Mohammed El Âdfaoui

Personal information
- Full name: Mohammed Jamel El Âdfaoui
- Date of birth: 28 February 2008 (age 18)
- Height: 1.82 m (6 ft 0 in)
- Position: Defensive midfielder

Team information
- Current team: Gent
- Number: 28

Youth career
- 2014–2016: RS Forestoise
- 2016–2023: Anderlecht
- 2023–2024: Gent

Senior career*
- Years: Team / Apps / (Gls)
- 2024–: Jong KAA Gent / 23 / (3)
- 2025–: Gent / 4 / (0)

International career
- 2023: Belgium U15 / 5 / (0)
- 2023–2024: Belgium U16 / 6 / (0)
- 2024–: Belgium U17 / 3 / (0)

= Mohammed El Âdfaoui =

Belgian footballer (born 2008)

Mohammed Jamel El Âdfaoui (born 28 February 2008) is a Belgian professional footballer who plays as a defensive midfielder for Gent.

==Club career==
El Âdfaoui joined the youth academy of RSC Anderlecht at a young age.
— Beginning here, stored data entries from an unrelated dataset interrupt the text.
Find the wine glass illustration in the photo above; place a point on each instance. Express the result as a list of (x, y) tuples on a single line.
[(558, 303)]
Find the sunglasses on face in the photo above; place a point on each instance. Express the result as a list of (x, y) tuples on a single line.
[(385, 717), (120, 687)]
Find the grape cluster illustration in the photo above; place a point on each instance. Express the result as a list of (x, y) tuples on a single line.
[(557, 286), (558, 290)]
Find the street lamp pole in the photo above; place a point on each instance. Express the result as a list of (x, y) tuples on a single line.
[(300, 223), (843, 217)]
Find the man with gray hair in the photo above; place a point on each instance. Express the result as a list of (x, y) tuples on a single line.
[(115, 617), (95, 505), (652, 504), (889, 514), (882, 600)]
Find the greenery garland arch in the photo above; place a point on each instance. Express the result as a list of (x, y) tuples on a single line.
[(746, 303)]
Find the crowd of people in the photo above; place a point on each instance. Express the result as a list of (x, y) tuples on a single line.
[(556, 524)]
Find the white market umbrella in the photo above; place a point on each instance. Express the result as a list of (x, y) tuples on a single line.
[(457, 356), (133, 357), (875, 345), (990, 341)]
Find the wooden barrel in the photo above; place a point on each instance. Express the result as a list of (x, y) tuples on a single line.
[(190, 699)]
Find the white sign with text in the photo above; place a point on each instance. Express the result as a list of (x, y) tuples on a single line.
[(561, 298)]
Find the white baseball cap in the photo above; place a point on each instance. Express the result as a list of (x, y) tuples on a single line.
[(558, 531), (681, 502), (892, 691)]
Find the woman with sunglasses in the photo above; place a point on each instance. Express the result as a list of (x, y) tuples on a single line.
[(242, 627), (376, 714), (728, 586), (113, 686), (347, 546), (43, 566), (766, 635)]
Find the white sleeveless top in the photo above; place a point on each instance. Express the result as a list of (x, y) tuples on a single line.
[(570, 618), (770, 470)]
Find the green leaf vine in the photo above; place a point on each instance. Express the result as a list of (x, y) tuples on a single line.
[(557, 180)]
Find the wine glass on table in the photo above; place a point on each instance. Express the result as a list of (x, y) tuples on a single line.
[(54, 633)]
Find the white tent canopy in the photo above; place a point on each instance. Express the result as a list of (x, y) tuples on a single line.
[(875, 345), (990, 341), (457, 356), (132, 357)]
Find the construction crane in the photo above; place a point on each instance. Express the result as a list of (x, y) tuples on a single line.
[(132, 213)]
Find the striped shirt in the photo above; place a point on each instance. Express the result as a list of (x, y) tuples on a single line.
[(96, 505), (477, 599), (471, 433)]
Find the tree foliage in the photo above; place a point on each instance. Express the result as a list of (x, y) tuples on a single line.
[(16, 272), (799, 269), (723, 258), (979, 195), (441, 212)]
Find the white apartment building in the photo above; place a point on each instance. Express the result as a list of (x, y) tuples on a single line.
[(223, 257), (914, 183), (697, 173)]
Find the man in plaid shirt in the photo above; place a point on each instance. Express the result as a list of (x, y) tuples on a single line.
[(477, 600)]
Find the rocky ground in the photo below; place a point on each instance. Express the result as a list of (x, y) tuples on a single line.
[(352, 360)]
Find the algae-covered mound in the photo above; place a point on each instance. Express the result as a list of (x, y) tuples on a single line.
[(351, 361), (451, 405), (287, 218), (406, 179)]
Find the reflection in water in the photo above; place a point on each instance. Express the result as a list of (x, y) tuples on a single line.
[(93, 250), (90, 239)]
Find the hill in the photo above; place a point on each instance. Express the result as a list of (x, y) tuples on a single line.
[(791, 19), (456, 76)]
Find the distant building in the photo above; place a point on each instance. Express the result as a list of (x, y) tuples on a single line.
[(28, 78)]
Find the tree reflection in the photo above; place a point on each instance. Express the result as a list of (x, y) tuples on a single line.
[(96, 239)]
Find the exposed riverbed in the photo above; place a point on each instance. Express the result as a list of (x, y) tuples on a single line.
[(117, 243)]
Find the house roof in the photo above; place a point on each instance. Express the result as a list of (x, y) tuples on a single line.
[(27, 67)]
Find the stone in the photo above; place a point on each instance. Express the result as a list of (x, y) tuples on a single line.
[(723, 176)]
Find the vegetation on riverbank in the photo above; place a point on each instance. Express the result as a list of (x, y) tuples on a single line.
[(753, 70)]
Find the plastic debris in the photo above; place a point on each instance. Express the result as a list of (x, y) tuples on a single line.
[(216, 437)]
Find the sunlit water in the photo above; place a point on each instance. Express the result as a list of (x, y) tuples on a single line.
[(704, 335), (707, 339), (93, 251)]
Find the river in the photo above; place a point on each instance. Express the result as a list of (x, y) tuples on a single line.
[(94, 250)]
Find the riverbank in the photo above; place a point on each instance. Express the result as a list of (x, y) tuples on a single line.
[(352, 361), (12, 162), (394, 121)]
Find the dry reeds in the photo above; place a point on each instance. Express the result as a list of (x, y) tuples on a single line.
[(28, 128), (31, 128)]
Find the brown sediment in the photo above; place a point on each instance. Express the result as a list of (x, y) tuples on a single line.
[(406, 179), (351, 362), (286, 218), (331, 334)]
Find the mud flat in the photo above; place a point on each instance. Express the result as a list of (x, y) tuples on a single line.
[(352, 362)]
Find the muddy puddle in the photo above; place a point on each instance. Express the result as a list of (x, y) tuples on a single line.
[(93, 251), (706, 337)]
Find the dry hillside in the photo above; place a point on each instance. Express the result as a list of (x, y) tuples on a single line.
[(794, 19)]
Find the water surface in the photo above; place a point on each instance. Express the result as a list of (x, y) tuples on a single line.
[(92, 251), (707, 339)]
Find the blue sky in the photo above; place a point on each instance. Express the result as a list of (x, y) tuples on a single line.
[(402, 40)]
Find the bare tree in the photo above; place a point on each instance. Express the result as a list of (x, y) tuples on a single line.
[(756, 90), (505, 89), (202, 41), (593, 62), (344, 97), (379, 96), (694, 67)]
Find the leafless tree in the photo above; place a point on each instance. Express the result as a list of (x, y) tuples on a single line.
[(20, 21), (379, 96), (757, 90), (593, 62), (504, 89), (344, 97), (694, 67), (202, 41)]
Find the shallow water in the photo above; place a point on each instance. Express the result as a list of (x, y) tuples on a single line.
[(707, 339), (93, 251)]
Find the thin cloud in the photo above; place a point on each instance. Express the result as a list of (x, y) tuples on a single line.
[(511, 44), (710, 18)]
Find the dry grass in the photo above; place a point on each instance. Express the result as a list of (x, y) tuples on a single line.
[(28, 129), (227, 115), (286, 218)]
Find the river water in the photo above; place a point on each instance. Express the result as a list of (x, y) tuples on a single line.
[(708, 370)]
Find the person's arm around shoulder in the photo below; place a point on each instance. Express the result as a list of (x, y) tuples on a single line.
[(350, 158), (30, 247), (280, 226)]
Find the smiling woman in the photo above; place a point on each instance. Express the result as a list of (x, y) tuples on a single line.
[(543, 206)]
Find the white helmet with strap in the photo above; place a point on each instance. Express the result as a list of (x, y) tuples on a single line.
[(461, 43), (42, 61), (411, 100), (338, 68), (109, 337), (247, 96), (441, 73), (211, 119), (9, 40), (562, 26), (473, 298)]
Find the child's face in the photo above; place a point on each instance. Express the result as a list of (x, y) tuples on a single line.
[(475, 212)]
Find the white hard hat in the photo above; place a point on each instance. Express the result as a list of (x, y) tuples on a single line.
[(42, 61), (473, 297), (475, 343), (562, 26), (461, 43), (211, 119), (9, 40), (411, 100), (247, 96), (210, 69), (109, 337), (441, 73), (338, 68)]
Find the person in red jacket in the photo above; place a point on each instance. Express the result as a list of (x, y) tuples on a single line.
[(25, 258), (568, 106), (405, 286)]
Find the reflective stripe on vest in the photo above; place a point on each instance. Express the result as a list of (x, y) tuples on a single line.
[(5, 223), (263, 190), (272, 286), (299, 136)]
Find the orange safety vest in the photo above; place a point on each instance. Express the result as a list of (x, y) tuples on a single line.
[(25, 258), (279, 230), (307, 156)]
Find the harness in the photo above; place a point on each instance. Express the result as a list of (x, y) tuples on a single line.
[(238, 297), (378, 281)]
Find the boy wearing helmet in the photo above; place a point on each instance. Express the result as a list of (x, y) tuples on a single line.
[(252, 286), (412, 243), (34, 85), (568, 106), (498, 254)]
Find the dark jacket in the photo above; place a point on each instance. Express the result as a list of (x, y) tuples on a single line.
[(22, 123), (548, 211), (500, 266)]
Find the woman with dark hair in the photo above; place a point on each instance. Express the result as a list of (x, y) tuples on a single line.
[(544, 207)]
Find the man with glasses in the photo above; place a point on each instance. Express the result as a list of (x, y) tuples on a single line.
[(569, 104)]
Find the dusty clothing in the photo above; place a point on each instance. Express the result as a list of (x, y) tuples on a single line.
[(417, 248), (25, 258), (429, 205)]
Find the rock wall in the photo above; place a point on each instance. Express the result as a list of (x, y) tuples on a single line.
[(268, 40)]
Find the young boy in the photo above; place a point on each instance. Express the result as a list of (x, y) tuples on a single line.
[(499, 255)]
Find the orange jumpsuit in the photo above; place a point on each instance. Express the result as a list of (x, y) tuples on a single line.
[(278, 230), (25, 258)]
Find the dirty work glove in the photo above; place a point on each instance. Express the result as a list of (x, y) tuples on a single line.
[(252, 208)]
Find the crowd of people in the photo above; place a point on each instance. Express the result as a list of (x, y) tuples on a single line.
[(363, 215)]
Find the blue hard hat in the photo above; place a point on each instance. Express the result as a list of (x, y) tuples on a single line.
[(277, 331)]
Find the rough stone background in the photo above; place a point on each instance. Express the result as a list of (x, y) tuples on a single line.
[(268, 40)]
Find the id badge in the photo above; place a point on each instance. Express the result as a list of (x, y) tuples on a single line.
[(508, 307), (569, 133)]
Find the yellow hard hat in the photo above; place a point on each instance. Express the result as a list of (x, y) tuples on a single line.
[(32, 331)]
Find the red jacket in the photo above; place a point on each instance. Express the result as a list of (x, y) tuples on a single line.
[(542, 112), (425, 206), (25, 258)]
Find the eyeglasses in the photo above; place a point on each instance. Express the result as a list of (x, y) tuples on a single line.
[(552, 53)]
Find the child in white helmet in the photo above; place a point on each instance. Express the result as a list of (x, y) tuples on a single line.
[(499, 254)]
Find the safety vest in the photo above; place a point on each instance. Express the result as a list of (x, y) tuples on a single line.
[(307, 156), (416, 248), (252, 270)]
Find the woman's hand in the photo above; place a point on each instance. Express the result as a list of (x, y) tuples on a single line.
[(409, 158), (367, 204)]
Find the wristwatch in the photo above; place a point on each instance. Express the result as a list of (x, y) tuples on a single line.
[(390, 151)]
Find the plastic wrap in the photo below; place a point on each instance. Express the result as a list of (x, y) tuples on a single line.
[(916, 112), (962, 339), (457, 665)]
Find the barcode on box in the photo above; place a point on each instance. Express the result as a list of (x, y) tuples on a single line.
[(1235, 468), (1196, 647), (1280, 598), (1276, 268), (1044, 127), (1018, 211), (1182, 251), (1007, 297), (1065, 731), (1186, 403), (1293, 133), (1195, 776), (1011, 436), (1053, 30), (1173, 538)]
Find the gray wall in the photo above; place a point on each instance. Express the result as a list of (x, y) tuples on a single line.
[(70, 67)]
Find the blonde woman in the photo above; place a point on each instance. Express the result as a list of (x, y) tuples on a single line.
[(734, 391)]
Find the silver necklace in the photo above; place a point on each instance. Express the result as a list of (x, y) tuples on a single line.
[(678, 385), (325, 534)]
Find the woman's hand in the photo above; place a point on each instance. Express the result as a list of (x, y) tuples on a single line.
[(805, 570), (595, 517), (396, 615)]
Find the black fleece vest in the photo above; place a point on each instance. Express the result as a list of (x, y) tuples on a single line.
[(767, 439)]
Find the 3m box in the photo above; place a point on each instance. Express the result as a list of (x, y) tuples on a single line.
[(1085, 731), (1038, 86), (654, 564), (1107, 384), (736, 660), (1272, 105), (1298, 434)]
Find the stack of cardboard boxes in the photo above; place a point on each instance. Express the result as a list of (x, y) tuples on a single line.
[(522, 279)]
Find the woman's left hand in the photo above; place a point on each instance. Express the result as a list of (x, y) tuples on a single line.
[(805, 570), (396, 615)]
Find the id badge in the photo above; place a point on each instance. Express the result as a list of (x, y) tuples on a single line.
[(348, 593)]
In 2023, at the age of fifteen, he transferred to Gent. In the 2024/25 season, El Âdfaoui moved up to Jong KAA Gent, the club's reserve team that became champions in Belgian Division 1 that season. In early July 2025, KAA Gent announced that El Âdfaoui had move to the club's first team and extended his contract until mid-2028.

==Interntational career==
Born in Belgium, El Âdfaoui is of Moroccan descent. He is a youth international for Belgium.